Writing a new value consists of ignoring the input state, and placing the provided new value into the output state:

def set (s : σ) : State σ Unit :=
  fun _ => (s, ())

Finally, two computations that use state can be sequence by finding both the output state and return value of the first function, then passing them both into the next function:

def andThen (first : State σ α) (next : α → State σ β) : State σ β :=
  fun s =>
    let (s', x) := first s
    next x s'

infixl:55 " ~~> " => andThen

Using State and its helpers, local mutable state can be simulated:

def number (t : BinTree α) : BinTree (Nat × α) :=
  let rec helper : BinTree α → State Nat (BinTree (Nat × α))
    | BinTree.leaf => ok BinTree.leaf
    | BinTree.branch left x right =>
      helper left ~~> fun numberedLeft =>
      get ~~> fun n =>
      set (n + 1) ~~> fun () =>
      helper right ~~> fun numberedRight =>
      ok (BinTree.branch numberedLeft (n, x) numberedRight)
  (helper t 0).snd

Because State simulates only a single local variable, get and set don't need to refer to any particular variable name.

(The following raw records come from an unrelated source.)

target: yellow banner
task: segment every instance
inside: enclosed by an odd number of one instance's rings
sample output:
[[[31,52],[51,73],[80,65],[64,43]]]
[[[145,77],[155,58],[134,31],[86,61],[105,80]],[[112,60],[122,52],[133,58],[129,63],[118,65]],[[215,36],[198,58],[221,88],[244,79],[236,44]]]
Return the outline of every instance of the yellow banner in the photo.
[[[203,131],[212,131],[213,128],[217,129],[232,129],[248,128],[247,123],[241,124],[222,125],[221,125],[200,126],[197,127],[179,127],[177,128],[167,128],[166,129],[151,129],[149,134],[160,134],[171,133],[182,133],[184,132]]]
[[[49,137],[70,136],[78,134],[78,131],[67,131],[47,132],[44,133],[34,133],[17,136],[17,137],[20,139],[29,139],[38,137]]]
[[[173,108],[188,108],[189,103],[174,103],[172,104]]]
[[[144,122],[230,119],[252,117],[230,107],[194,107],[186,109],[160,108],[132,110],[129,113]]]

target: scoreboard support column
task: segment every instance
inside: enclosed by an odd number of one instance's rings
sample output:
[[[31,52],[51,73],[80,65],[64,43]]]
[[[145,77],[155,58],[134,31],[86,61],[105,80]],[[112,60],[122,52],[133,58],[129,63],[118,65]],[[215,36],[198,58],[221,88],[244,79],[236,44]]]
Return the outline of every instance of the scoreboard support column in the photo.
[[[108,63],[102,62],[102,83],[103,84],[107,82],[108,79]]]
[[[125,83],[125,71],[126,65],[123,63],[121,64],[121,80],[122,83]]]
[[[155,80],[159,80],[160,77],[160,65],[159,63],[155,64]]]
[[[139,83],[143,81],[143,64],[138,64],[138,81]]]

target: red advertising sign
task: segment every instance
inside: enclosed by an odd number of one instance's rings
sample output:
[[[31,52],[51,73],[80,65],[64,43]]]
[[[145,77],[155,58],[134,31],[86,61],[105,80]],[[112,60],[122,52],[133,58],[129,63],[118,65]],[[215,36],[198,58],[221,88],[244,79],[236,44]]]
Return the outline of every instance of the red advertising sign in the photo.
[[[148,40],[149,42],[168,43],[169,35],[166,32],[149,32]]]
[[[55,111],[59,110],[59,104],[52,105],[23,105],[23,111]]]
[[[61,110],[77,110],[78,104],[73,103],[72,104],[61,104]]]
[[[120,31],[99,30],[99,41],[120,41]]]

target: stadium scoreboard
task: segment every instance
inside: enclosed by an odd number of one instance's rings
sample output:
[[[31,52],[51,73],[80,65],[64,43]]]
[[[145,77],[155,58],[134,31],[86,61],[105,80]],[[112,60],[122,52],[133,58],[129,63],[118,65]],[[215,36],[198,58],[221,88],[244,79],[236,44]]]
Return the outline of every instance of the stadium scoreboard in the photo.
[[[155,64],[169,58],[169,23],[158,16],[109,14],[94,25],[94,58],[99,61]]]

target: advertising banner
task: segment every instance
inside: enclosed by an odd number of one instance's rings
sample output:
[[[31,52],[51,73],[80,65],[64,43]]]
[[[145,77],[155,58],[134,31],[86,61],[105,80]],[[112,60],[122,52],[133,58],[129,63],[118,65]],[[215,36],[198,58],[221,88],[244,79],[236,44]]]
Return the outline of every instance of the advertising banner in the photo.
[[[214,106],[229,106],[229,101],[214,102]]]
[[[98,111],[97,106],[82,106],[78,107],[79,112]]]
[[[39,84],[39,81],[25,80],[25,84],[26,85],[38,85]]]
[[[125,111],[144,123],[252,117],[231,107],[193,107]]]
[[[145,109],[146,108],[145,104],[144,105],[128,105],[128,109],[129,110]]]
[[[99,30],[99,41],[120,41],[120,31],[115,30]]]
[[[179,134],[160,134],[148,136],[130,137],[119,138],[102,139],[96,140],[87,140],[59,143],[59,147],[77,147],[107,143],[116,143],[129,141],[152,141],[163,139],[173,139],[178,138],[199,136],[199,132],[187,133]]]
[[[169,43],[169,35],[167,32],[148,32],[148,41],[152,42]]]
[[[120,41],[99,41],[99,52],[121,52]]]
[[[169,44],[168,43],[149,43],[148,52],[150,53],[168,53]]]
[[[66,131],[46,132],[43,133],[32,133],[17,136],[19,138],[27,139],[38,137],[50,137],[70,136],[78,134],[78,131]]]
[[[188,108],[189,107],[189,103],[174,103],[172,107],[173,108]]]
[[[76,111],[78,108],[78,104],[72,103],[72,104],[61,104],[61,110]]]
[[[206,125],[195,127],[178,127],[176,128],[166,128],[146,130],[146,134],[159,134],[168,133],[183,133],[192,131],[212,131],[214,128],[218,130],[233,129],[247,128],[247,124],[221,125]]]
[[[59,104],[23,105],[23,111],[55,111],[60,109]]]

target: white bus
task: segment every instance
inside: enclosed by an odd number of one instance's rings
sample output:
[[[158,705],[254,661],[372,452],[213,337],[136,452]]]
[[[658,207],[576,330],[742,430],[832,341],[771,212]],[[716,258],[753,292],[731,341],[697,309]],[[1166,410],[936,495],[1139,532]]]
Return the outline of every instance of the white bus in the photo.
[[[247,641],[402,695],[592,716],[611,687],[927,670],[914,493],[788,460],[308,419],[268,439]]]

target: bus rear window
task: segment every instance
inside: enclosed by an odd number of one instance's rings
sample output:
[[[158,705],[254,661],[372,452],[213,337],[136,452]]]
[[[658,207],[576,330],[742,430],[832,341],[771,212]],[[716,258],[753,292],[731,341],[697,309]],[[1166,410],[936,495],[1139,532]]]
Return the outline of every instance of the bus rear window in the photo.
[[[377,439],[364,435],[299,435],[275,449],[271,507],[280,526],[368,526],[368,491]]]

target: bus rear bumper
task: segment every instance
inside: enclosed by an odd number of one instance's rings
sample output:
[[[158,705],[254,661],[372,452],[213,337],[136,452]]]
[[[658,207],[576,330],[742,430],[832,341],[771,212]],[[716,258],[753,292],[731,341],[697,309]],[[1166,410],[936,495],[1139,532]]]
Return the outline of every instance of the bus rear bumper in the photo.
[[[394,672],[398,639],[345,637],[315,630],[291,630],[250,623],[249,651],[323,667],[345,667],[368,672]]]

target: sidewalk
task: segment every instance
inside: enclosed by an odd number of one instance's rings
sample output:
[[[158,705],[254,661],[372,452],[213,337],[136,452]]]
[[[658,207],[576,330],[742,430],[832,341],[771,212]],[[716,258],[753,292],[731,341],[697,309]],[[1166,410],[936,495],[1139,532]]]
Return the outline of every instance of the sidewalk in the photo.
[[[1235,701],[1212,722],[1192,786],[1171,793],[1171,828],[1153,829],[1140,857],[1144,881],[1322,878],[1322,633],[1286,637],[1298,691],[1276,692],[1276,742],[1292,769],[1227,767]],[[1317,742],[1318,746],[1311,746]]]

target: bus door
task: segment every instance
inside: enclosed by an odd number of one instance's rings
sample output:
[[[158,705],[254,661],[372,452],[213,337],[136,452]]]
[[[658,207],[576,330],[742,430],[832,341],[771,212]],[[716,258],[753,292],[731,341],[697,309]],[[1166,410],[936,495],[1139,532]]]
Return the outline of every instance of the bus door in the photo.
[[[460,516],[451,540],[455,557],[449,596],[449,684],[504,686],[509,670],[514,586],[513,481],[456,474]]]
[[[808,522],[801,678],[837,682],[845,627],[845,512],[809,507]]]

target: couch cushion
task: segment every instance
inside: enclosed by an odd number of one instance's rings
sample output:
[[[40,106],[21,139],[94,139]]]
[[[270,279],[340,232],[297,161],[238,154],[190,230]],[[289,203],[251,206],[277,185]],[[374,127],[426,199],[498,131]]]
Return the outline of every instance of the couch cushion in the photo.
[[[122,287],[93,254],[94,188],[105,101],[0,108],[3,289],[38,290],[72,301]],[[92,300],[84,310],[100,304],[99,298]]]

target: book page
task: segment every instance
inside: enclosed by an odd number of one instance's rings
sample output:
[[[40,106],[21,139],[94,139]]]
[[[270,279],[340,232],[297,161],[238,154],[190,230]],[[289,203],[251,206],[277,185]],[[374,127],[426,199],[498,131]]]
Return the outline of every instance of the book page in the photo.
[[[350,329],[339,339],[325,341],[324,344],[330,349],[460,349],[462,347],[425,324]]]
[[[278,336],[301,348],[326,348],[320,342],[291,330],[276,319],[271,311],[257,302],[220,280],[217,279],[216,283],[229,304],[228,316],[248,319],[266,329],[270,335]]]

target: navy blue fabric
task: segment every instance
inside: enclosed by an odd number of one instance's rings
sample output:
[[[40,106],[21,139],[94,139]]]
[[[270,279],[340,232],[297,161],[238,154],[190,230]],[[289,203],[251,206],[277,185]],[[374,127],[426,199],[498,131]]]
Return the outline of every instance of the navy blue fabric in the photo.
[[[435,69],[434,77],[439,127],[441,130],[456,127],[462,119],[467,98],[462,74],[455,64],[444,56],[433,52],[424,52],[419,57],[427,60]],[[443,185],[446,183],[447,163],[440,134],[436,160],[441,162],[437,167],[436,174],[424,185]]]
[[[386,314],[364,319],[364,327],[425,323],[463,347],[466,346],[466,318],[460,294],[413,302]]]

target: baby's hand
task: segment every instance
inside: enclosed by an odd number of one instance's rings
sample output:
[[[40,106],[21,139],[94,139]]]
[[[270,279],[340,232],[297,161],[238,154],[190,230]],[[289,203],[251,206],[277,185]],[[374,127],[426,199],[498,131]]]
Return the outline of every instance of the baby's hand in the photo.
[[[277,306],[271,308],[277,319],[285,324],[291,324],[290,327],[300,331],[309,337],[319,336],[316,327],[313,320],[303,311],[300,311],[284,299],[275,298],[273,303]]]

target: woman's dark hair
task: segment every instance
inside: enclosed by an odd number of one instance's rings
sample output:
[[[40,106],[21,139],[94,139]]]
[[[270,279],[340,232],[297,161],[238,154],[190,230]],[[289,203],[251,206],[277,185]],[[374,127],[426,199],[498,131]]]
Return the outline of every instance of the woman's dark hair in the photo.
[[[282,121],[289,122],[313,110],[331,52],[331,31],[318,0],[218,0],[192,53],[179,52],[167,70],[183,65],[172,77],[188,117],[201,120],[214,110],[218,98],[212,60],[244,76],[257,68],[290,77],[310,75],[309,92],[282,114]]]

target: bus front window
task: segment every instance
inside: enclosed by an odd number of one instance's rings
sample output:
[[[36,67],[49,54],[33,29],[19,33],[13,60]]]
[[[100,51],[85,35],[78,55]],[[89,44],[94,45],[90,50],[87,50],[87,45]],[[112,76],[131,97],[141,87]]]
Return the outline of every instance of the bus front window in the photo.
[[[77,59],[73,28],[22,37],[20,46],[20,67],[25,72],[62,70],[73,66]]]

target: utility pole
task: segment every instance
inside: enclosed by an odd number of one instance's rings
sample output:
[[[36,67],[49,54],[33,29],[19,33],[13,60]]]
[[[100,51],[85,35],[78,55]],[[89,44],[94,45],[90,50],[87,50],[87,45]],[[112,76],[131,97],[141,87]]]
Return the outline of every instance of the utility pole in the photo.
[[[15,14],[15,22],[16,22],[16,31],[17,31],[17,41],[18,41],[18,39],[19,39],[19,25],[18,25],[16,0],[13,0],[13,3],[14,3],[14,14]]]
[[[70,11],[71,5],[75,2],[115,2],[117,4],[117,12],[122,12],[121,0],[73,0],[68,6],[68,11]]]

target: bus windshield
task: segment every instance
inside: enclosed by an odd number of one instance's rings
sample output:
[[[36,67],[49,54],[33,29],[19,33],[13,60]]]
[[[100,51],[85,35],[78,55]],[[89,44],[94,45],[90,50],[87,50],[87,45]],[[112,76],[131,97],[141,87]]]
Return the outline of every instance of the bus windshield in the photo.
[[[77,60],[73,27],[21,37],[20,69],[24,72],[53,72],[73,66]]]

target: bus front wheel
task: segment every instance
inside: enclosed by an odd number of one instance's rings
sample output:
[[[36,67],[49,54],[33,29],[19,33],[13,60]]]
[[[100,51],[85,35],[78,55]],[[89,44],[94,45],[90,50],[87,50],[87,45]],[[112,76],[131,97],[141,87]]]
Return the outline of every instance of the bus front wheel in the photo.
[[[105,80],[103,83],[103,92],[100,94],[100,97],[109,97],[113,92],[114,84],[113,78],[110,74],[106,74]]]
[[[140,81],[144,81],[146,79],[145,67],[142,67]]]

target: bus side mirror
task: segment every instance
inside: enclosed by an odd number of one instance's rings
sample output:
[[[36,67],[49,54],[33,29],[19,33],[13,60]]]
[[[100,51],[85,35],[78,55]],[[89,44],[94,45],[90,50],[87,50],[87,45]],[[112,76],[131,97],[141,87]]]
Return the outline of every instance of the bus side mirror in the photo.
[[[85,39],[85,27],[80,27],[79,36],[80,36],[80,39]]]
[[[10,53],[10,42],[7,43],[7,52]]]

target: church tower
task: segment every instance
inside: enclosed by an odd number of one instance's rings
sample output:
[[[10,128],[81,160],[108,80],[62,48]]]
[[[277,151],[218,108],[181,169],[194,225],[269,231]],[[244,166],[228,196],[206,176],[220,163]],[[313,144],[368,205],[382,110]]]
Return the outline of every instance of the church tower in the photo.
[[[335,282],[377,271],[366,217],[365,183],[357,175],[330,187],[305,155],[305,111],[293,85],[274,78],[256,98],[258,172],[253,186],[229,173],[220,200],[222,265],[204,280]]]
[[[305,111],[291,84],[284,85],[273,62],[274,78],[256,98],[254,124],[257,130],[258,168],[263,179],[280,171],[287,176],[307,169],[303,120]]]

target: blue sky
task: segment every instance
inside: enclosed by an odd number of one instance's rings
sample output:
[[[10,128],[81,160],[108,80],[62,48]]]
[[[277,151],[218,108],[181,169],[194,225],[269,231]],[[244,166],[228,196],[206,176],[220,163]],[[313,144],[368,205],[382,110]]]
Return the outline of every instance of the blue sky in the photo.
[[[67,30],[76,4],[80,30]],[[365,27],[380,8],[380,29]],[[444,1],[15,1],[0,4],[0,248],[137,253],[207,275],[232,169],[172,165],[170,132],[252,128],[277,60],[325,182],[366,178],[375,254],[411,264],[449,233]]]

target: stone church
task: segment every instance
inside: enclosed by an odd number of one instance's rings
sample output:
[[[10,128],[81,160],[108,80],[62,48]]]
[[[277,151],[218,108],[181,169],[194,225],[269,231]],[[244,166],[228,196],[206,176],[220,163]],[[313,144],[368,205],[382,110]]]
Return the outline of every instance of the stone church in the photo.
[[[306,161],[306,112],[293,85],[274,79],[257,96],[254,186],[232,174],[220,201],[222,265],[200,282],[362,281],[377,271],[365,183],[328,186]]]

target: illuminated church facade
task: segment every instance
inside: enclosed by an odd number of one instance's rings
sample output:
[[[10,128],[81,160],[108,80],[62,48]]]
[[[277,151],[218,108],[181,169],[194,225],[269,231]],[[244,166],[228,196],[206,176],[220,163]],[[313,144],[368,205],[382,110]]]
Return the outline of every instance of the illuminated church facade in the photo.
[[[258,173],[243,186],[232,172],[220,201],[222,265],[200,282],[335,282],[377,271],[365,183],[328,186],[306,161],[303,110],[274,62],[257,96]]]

Monads: A Functional Design Pattern

Each of these examples has consisted of:

  • A polymorphic type, such as Option, Except ε, WithLog logged, or State σ
  • An operator andThen that takes care of some repetitive aspect of sequencing programs that have this type
  • An operator ok that is (in some sense) the most boring way to use the type
  • A collection of other operations, such as none, fail, save, and get, that name ways of using the type

This style of API is called a monad. While the idea of monads is derived from a branch of mathematics called category theory, no understanding of category theory is needed in order to use them for programming. The key idea of monads is that each monad encodes a particular kind of side effect using the tools provided by the pure functional language Lean. For example, Option represents programs that can fail by returning none, Except represents programs that can throw exceptions, WithLog represents programs that accumulate a log while running, and State represents programs with a single mutable variable.